We need your help.
We need to know which members of Congress are attending this year's Super Bowl, and how they got their tickets. Would you help us call all 535 members of Congress this week and ask their staffers two questions: Did the lawmaker go to the Super Bowl last year, and is she or he planning to go this year? You can find the phone number of all members on this page, plus calling instructions. As answers come in, we'll plug them into our online chart and our reporters will begin following the money trail.
The Super Bowl is America's most expensive sports spectacle, and it has long been used to rub shoulders, gain influence and form ties that help congressional candidates raise the approximately $1 billion they spend on their campaigns every two years. While most of us can't afford a ticket to the Super Bowl, we know the NFL sets aside a large number of them for public officials and corporations to buy at face value (the cheapest tickets are going for as much as $1,799 on StubHub). Politicians use the tickets to reward big donors, and corporations use them to reward politicians.
The stakes are extraordinarily high this year. The resurgent Republican Party victory in Massachusetts last week raises the likelihood of yet another record-smashing year of campaign fundraising in advance of congressional elections this fall. Last week's Supreme Court ruling, which allows corporations and other groups to spend unlimited amounts of money on ads for or against sitting members of Congress, also will trigger a spending spree.
OK, but why do we need your help?
We're running short on time.
In the next two weeks we need to find out which members of Congress will be watching in the stands -- or perhaps peering down from skyboxes -- and then figure out how those members got their tickets. Being a lawmaker's constituent, or a local or state reporter, will get you answers a lot faster than if we were doing the asking.

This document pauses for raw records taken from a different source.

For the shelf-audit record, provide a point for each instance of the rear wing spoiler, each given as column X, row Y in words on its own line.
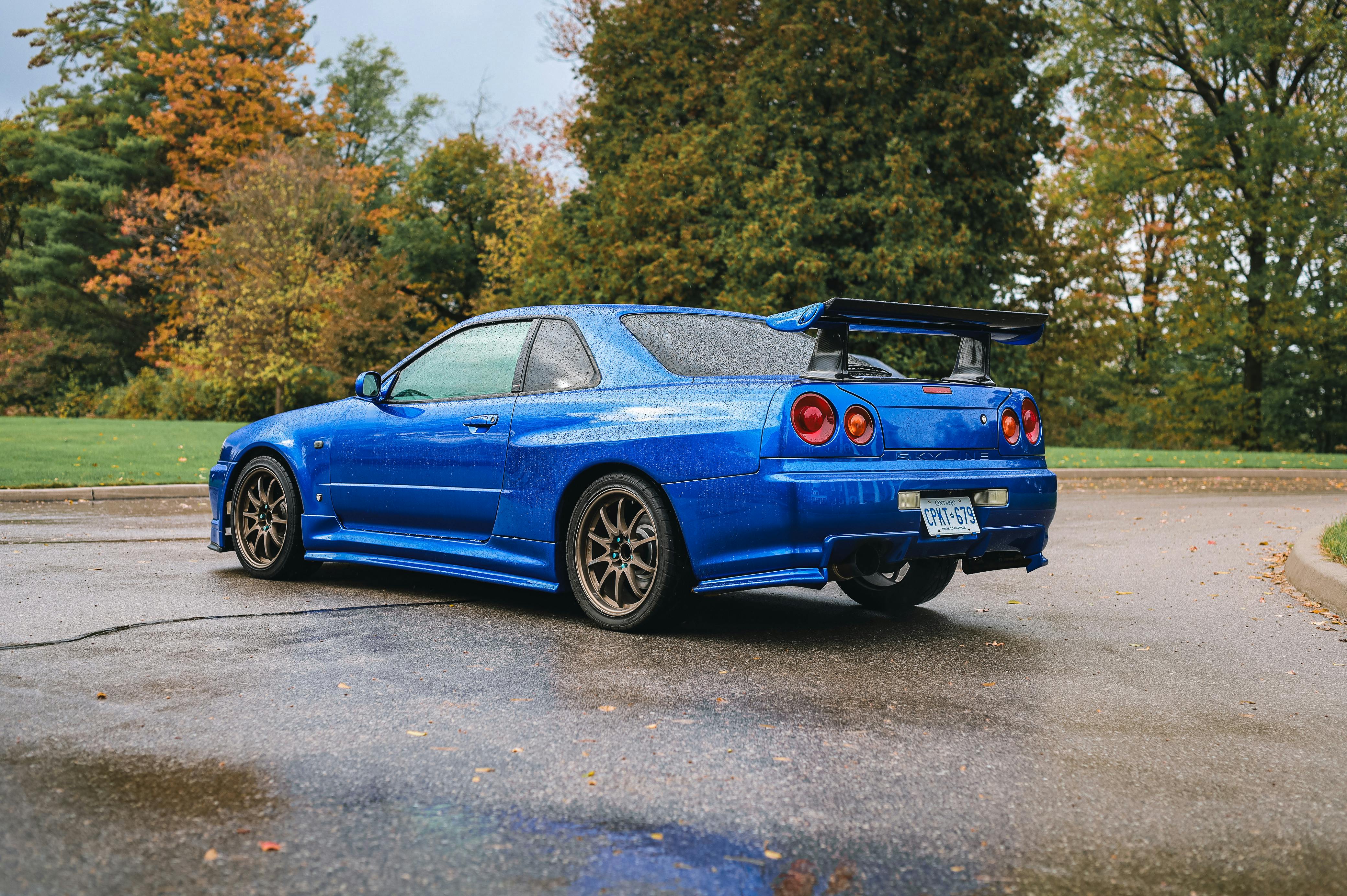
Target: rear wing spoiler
column 976, row 328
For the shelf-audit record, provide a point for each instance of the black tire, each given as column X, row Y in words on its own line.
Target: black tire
column 624, row 555
column 266, row 518
column 914, row 583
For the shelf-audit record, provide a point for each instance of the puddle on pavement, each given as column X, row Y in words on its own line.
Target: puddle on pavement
column 1268, row 868
column 147, row 790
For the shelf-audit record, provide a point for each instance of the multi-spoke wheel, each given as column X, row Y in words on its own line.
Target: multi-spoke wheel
column 266, row 522
column 624, row 555
column 903, row 588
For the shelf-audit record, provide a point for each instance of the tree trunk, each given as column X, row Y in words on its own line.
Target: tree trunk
column 1253, row 347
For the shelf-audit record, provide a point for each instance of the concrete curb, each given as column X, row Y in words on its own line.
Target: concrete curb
column 1317, row 577
column 1193, row 474
column 107, row 492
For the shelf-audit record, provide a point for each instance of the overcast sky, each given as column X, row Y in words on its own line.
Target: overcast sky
column 448, row 48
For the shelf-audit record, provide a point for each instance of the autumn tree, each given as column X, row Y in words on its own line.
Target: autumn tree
column 1259, row 115
column 366, row 83
column 283, row 285
column 440, row 224
column 760, row 157
column 66, row 158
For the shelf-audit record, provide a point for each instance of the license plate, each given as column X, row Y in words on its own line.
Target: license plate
column 949, row 517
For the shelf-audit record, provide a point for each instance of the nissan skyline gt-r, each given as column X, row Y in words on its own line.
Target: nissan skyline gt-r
column 636, row 454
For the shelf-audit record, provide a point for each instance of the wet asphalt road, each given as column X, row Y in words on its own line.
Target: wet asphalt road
column 1149, row 713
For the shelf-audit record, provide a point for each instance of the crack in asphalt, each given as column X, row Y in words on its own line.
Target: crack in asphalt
column 112, row 541
column 198, row 619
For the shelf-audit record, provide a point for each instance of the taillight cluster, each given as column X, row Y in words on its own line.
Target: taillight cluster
column 815, row 421
column 1032, row 429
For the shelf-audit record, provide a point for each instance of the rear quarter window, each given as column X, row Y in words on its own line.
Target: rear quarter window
column 720, row 345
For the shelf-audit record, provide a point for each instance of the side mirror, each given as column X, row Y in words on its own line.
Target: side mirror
column 367, row 385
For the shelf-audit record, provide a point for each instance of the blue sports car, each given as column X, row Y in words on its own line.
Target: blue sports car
column 636, row 454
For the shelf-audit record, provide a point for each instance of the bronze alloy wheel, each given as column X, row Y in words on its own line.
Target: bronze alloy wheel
column 262, row 517
column 617, row 554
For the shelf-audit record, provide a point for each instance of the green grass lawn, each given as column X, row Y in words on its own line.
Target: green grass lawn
column 51, row 452
column 1197, row 460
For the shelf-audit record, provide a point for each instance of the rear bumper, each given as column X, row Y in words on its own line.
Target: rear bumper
column 790, row 518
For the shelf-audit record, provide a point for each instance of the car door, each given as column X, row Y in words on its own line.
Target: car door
column 429, row 456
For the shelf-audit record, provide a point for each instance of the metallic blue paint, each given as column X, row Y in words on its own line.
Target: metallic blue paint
column 432, row 487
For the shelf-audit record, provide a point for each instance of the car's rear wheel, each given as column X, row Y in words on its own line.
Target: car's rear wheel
column 626, row 558
column 912, row 584
column 266, row 522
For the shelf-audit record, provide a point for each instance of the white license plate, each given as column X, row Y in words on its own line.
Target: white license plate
column 949, row 517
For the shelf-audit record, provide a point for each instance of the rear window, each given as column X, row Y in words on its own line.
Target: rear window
column 720, row 345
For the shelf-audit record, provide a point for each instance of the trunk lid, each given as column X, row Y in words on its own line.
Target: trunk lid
column 934, row 416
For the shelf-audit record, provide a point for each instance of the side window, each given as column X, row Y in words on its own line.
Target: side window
column 476, row 362
column 558, row 360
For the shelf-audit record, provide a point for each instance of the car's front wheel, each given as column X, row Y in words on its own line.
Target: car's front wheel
column 266, row 522
column 912, row 584
column 626, row 560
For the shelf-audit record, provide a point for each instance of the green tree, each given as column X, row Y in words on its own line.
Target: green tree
column 366, row 83
column 283, row 285
column 441, row 220
column 760, row 157
column 69, row 155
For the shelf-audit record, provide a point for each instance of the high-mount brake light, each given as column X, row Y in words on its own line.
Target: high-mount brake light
column 859, row 425
column 1011, row 426
column 814, row 418
column 1032, row 425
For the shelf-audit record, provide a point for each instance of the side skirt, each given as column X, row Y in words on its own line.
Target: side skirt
column 440, row 569
column 799, row 577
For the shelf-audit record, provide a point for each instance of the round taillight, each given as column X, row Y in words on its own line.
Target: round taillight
column 859, row 425
column 1032, row 426
column 814, row 418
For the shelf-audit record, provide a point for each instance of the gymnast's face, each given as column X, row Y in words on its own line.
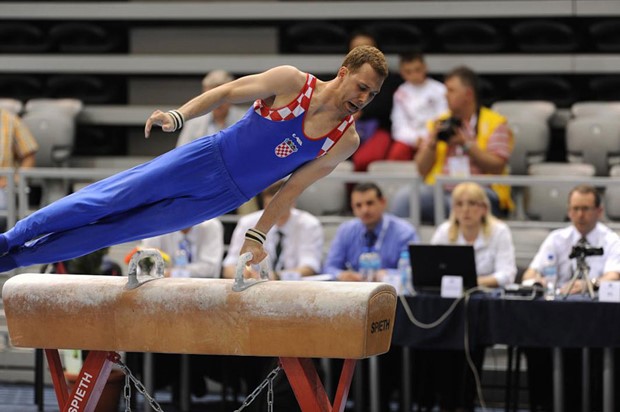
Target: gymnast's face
column 368, row 207
column 359, row 87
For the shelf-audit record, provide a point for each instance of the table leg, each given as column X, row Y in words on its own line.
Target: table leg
column 406, row 381
column 373, row 372
column 608, row 380
column 558, row 373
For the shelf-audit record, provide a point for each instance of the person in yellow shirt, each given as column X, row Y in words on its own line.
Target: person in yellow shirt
column 17, row 149
column 469, row 139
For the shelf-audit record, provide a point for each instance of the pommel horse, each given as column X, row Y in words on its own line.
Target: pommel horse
column 291, row 320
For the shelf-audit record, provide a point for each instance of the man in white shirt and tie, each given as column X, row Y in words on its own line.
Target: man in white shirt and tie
column 294, row 244
column 203, row 244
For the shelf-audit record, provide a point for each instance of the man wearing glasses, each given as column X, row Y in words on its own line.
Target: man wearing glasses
column 584, row 211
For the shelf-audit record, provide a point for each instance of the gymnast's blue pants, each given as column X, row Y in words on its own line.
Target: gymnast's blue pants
column 176, row 190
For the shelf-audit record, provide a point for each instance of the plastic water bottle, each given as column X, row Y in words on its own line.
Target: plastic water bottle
column 180, row 264
column 550, row 273
column 369, row 265
column 404, row 269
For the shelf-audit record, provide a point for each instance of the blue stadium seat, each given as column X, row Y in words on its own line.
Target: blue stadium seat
column 83, row 38
column 469, row 36
column 605, row 35
column 22, row 37
column 544, row 36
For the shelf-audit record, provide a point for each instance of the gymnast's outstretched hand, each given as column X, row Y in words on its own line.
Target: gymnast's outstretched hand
column 159, row 118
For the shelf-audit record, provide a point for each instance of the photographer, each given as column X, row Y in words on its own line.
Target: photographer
column 468, row 140
column 584, row 238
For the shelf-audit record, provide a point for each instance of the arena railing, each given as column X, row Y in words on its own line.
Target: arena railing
column 92, row 174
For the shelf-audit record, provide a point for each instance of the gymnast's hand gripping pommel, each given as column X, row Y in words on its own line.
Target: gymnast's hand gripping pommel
column 242, row 284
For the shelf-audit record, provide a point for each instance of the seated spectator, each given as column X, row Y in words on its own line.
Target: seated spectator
column 294, row 244
column 585, row 211
column 417, row 101
column 471, row 223
column 446, row 373
column 203, row 245
column 372, row 229
column 19, row 148
column 469, row 140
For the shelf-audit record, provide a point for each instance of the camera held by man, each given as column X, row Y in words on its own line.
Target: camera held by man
column 448, row 128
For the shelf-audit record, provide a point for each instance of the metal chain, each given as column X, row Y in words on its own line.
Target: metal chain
column 267, row 382
column 139, row 387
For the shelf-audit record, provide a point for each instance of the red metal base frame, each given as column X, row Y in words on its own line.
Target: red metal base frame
column 308, row 388
column 89, row 384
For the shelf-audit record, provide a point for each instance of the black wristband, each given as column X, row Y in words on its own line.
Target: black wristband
column 177, row 119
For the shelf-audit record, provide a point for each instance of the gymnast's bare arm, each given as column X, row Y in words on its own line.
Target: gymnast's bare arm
column 281, row 83
column 296, row 184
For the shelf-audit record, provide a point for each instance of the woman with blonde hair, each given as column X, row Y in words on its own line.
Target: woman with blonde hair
column 446, row 372
column 471, row 223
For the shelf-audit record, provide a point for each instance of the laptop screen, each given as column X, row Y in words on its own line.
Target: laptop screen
column 429, row 263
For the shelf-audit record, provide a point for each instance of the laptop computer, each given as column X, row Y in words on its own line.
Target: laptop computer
column 429, row 263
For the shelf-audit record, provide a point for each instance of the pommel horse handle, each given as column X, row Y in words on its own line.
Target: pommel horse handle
column 132, row 281
column 241, row 283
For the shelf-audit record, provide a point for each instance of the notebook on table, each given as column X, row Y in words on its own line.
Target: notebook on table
column 429, row 263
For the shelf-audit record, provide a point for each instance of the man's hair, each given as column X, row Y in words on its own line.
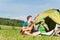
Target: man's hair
column 29, row 17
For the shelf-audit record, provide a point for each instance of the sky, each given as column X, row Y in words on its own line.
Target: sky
column 20, row 9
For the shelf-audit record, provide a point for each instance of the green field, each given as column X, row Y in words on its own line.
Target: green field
column 10, row 34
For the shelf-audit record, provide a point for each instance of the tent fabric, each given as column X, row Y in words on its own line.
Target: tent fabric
column 53, row 14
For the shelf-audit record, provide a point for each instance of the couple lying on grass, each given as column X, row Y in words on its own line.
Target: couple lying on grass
column 32, row 29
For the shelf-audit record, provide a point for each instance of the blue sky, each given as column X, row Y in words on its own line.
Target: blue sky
column 20, row 9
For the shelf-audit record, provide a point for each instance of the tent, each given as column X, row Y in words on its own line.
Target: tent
column 52, row 17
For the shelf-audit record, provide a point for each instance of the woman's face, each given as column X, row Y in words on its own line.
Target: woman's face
column 30, row 19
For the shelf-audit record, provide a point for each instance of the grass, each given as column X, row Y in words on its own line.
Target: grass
column 9, row 34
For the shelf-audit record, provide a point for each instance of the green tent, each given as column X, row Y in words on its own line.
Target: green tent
column 52, row 17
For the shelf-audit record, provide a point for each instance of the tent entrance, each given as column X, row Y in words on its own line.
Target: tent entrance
column 51, row 24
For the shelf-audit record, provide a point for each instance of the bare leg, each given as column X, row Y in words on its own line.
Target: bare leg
column 36, row 33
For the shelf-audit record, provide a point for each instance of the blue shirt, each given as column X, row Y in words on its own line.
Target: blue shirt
column 25, row 24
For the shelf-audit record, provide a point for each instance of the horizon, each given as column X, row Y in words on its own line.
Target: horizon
column 20, row 9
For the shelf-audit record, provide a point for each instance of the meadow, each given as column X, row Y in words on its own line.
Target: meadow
column 7, row 33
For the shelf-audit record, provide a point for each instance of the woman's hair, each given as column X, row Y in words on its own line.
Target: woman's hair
column 29, row 17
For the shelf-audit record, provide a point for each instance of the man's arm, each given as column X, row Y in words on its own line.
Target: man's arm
column 46, row 27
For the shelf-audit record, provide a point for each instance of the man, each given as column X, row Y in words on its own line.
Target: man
column 27, row 26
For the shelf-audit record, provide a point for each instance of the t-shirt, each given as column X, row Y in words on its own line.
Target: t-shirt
column 42, row 29
column 25, row 24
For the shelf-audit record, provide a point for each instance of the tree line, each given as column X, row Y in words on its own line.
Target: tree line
column 11, row 22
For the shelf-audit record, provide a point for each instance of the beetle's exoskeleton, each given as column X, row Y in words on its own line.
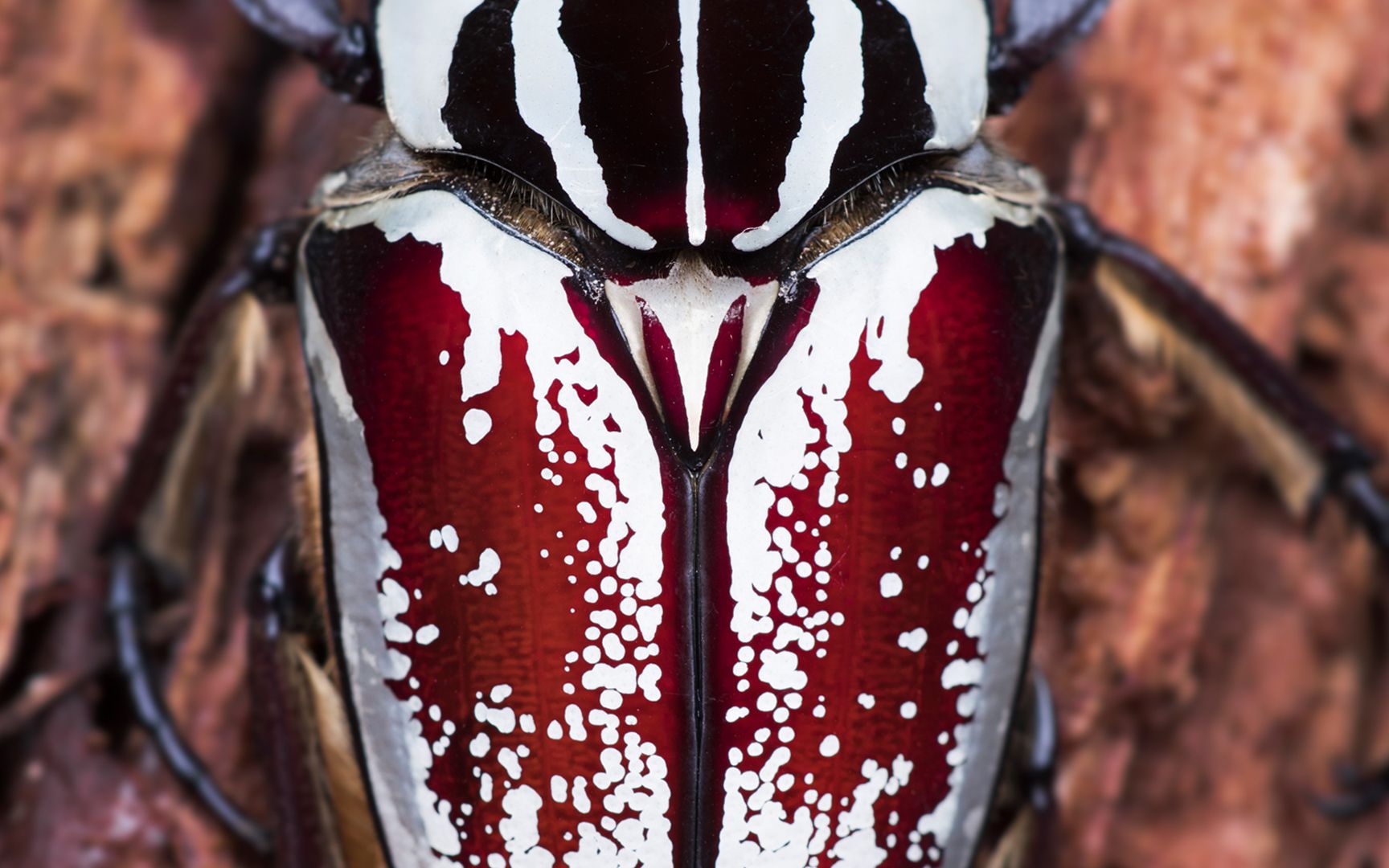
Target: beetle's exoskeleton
column 681, row 375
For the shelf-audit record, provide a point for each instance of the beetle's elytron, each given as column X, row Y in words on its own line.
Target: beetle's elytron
column 681, row 374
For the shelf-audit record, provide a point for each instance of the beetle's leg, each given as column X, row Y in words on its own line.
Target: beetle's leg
column 305, row 829
column 1035, row 32
column 263, row 276
column 1307, row 453
column 127, row 610
column 1030, row 841
column 343, row 51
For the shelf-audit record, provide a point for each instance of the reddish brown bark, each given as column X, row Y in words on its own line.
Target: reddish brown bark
column 1210, row 657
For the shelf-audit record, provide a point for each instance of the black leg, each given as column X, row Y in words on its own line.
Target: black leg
column 1307, row 452
column 305, row 833
column 125, row 610
column 264, row 272
column 1031, row 837
column 1036, row 31
column 343, row 51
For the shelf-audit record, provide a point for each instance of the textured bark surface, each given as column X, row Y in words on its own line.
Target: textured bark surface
column 1210, row 657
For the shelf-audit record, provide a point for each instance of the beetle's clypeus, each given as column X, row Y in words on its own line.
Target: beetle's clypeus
column 679, row 379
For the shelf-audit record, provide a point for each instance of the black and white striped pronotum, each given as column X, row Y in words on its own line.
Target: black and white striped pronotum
column 681, row 374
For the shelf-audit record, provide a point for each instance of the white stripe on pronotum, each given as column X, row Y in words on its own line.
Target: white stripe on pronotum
column 834, row 81
column 953, row 42
column 547, row 97
column 689, row 99
column 417, row 39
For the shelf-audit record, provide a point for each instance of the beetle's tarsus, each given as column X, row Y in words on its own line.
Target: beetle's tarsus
column 1358, row 795
column 1368, row 505
column 1036, row 31
column 125, row 608
column 343, row 51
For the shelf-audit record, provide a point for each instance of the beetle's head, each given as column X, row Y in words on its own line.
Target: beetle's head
column 670, row 124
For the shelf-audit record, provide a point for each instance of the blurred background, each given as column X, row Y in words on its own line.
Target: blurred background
column 1211, row 658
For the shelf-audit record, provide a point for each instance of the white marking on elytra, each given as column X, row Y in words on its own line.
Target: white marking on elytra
column 692, row 305
column 868, row 291
column 939, row 474
column 416, row 40
column 832, row 78
column 633, row 797
column 689, row 104
column 547, row 97
column 477, row 424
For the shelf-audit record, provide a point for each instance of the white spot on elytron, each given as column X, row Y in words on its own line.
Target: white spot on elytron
column 939, row 474
column 614, row 436
column 475, row 425
column 490, row 564
column 953, row 43
column 547, row 97
column 832, row 80
column 913, row 641
column 692, row 305
column 889, row 585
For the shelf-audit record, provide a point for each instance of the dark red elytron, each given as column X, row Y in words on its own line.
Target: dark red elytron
column 610, row 645
column 681, row 374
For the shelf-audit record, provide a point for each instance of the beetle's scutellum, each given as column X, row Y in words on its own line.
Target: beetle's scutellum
column 681, row 374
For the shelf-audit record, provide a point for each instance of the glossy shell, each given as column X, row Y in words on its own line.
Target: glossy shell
column 576, row 637
column 686, row 122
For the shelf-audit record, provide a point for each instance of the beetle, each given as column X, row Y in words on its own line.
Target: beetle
column 678, row 427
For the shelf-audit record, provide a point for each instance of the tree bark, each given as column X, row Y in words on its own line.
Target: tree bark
column 1210, row 657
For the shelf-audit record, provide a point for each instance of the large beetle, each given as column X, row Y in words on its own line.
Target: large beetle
column 681, row 375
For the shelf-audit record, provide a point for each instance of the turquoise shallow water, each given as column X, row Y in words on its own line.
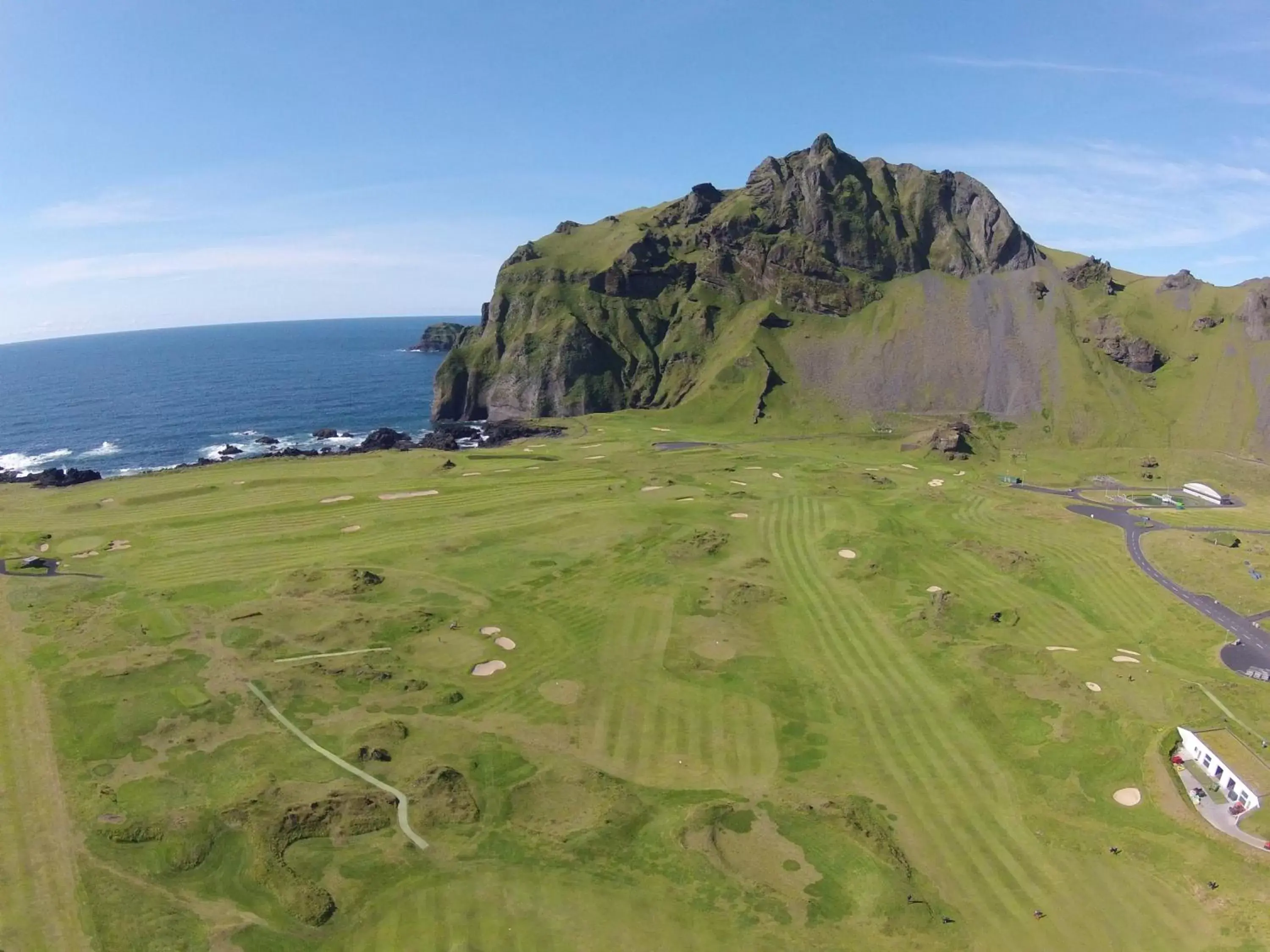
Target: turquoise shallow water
column 122, row 403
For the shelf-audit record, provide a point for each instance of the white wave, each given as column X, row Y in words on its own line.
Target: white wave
column 25, row 462
column 107, row 448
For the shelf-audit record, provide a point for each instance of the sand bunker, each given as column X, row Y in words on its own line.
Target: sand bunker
column 1128, row 796
column 715, row 650
column 560, row 692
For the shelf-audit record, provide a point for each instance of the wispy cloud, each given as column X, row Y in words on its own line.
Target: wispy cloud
column 312, row 256
column 1041, row 65
column 1154, row 212
column 1203, row 87
column 111, row 209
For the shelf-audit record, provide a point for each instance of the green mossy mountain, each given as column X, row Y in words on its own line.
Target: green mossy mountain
column 827, row 283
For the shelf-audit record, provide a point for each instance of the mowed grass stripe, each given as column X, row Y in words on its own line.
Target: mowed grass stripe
column 933, row 726
column 972, row 765
column 928, row 806
column 39, row 907
column 975, row 752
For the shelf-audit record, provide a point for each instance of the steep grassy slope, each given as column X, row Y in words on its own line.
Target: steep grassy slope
column 713, row 733
column 867, row 289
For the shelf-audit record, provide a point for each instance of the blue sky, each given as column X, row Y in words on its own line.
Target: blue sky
column 199, row 163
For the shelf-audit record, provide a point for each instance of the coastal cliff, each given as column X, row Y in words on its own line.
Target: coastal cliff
column 439, row 338
column 856, row 289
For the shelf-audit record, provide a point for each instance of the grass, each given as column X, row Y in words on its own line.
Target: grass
column 850, row 738
column 1208, row 564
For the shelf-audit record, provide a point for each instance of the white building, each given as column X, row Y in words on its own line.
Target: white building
column 1207, row 493
column 1241, row 775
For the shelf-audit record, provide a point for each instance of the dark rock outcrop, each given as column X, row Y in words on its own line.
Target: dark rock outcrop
column 439, row 440
column 440, row 338
column 1182, row 281
column 51, row 479
column 1136, row 353
column 816, row 231
column 1255, row 314
column 1093, row 272
column 953, row 440
column 385, row 438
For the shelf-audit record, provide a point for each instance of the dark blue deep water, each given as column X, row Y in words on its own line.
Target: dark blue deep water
column 122, row 403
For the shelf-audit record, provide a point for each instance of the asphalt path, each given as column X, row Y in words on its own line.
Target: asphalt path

The NFL -- which is a special interest, like any other -- won't tell us how many tickets it has set aside for politicians, let alone who got them. All we could squeeze out of the NFL was one sentence from NFL lobbyist Jeff Miller: "We respond to requests to purchase Super Bowl tickets from a wide array of groups, including sponsors and other business partners, members of the news media, elected officials and fans."
We also tried to get information from the political party committees that often organize fundraisers around popular events. For instance, the National Republican Congressional Committee got face-value tickets from the NFL and used them to reward their big donors for 10 years running.
Unfortunately, the major party committees are refusing our requests for information about this year's Super Bowl. In the past month, ProPublica reporter Marcus Stern asked the Republican National Committee, the Democratic National Committee, the Democratic Senatorial Campaign Committee, National Republican Senatorial Committee, NRCC and the Democratic Congressional Campaign Committee about the Super Bowl events they're planning. Only one -- the Democratic Congressional Campaign Committee -- got back to Marcus, and said it had no events scheduled.